13Das Verwaltungsgericht ist nach Durchführung einer mündlichen Verhandlung, in der der vom Verwaltungsgericht dem Antrag des Revisionswerbers entsprechend beigezogene Amtssachverständige sein unter Vornahme eines Lokalaugenscheins in Anwesenheit des Revisionswerbers und dessen Rechtsvertreters erstelltes kraftfahrzeugtechnisches Gutachten erläuterte, unter Zugrundelegung des Gutachtens vom 22. Juli 2024 und der darin enthaltenen Lichtbilder sowie unter Auseinandersetzung mit dem Vorbringen des Revisionswerbers zum Ergebnis gekommen, dass der Ablagetisch zu einer Sichtbeeinträchtigung im direkten Sichtbereich führt, wodurch es zu einer Gefährdung insbesondere von Fußgängern kommen könne. Eine Komplettabdeckung der Sichtfelder des Lenkers sei allein durch die Spiegel nicht möglich. Deshalb sei der direkte Sichtbereich durch die Windschutzscheibe beim Anfahren oder Rechtseinbiegen so wichtig, um früh genug eine eventuell gefährliche Situation erkennen zu können, was über den verzerrenden Frontspiegel erst später möglich wäre. Eine solche Behinderung des direkten Sichtbereichs sei eine mögliche Gefahrenquelle für andere Straßenbenützer und deshalb auch nach Anlage 6, Punkt 3.1. PBStV der Mittelablagetisch als schwerer Mangel einzustufen. Die vom Rechtsvertreter des Revisionswerbers geforderte Aufnahme von Messdaten des Fahrers erachtete das Verwaltungsgericht als deshalb nicht erforderlich, weil der gegenständliche LKW nicht nur für einen bestimmten Lenker zugelassen sei, sondern für jede Person mit der erforderlichen Lenkberechtigung. Die unterschiedlichen Körpermaße verschiedener Lenker könnten durch die passende Einstellung des Fahrersitzes, der Spiegel und des (vorliegend nicht relevanten) Lenkrades ausgeglichen werden; dann würden für jeden Lenker die gleichen Sichtbedingungen gelten.
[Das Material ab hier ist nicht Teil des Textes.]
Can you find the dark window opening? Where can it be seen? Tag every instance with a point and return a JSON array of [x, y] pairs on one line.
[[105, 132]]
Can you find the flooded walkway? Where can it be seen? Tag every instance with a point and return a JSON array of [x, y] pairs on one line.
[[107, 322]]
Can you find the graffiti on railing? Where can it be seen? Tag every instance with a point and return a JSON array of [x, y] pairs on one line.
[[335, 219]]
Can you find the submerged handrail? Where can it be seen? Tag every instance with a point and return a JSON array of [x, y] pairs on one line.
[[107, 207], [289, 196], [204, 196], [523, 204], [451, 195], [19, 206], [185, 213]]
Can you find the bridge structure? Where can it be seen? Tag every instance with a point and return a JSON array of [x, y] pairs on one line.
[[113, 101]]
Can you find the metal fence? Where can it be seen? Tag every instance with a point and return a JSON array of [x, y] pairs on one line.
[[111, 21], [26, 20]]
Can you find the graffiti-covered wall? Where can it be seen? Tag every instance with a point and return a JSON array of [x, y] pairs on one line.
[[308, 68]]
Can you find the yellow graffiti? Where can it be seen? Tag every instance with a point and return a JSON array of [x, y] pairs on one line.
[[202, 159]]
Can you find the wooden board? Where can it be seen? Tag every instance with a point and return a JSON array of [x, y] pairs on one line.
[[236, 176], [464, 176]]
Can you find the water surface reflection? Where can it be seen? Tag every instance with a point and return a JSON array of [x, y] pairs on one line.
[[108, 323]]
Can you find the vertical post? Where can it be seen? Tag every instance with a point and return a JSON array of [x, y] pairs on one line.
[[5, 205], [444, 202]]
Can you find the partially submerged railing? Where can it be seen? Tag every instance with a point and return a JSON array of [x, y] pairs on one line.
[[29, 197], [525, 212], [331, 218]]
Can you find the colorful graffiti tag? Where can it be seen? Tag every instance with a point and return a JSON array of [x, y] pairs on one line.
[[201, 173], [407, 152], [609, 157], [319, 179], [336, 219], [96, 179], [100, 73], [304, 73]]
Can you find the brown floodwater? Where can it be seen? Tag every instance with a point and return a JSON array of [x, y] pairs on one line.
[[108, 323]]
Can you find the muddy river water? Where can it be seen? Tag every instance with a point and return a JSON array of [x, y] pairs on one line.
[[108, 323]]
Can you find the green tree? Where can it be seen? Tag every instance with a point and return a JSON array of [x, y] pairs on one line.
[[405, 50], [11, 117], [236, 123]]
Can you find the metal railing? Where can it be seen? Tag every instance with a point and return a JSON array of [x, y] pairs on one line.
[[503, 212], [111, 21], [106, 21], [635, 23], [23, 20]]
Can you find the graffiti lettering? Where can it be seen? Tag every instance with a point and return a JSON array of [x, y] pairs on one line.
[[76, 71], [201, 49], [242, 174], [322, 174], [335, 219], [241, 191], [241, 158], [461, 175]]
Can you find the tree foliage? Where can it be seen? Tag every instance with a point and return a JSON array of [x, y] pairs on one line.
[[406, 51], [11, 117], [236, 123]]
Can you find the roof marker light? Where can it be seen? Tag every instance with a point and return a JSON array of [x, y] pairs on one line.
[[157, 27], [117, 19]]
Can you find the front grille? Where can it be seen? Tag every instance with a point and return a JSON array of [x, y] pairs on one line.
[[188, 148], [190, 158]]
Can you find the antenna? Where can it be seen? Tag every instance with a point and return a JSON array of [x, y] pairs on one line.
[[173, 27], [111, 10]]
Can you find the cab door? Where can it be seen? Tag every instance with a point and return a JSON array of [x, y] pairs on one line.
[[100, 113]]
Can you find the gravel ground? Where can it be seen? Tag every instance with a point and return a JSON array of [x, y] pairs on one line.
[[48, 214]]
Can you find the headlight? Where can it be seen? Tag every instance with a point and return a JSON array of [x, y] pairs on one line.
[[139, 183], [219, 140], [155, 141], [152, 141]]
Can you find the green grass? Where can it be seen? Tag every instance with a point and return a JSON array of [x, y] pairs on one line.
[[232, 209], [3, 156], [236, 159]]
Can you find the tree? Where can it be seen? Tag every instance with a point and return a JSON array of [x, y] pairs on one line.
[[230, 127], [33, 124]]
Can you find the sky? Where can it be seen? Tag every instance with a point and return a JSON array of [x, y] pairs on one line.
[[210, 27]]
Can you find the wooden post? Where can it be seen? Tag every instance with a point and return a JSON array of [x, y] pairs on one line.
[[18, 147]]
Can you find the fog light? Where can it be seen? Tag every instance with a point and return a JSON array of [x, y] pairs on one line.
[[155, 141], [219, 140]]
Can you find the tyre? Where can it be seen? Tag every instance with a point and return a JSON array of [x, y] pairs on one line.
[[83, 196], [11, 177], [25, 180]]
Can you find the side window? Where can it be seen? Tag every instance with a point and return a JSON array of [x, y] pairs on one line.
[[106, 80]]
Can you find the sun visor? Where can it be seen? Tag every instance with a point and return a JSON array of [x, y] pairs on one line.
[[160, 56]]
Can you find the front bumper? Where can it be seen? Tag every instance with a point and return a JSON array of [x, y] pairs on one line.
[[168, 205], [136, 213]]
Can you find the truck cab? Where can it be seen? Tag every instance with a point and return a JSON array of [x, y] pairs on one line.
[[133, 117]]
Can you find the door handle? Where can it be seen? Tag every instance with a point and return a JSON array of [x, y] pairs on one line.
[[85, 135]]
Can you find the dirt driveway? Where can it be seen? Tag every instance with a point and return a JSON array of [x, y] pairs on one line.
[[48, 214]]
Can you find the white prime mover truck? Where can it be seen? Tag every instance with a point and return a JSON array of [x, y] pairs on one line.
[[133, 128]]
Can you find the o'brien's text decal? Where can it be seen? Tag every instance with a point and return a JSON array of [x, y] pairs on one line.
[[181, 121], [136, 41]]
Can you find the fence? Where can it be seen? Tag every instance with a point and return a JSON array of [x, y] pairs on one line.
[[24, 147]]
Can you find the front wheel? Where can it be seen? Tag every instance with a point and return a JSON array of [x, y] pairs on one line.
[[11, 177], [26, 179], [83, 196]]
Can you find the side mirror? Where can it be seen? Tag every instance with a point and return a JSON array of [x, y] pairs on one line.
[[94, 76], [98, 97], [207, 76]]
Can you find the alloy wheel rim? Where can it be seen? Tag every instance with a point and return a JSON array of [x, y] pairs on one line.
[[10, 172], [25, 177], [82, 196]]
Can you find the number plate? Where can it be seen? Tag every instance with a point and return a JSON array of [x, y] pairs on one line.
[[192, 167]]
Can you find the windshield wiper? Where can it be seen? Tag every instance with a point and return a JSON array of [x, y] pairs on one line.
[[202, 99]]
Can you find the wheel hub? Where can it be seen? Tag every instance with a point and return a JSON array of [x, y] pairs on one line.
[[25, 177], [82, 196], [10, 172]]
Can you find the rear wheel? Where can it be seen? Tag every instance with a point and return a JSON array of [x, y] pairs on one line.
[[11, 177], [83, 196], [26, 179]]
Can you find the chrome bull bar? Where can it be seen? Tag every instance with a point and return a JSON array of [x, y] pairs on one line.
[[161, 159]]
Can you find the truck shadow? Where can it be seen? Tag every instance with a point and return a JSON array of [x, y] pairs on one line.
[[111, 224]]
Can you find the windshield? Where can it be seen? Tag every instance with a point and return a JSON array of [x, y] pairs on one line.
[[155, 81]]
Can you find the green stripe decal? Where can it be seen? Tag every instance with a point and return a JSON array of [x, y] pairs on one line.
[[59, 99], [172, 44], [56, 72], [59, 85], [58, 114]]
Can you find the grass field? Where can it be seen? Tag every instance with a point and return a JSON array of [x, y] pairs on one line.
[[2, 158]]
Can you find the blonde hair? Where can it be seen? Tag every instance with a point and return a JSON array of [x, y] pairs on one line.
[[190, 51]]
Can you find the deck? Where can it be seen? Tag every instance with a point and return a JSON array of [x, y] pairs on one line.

14Die Revision tritt in ihrer Zulässigkeitsbegründung dem nicht als unschlüssig zu erkennenden Gutachten nicht durch Beibringung eines eigenen Gutachtens auf gleicher fachlicher Ebene entgegen. Nach der ständigen hg. Rechtsprechung kann schlüssigen Sachverständigengutachten mit bloßen Behauptungen, ohne Argumentation auf gleicher fachlicher Ebene, nicht in tauglicher Weise entgegengetreten werden und ein von einem tauglichen Sachverständigen erstelltes, mit den Erfahrungen des Lebens und den Denkgesetzen nicht in Widerspruch stehendes Gutachten nur durch ein gleichwertiges Gutachten bekämpft werden (vgl. etwa VwGH 25.1.2024, Ra 2024/02/0003, mwN). Ebenso wenig gelingt es der Revision aufzuzeigen, dass dem Verwaltungsgericht bei seinen beweiswürdigenden Überlegungen eine fehlerhafte Beurteilung unterlaufen wäre, als es dem eingeholten Gutachten folgte und keine Notwendigkeit weiterer Beweisaufnahmen erkannte.
15 In der Revision werden somit keine Rechtsfragen aufgeworfen, denen im Sinne des Art. 133 Abs. 4 B VG grundsätzliche Bedeutung zukäme. Die Revision war daher zurückzuweisen.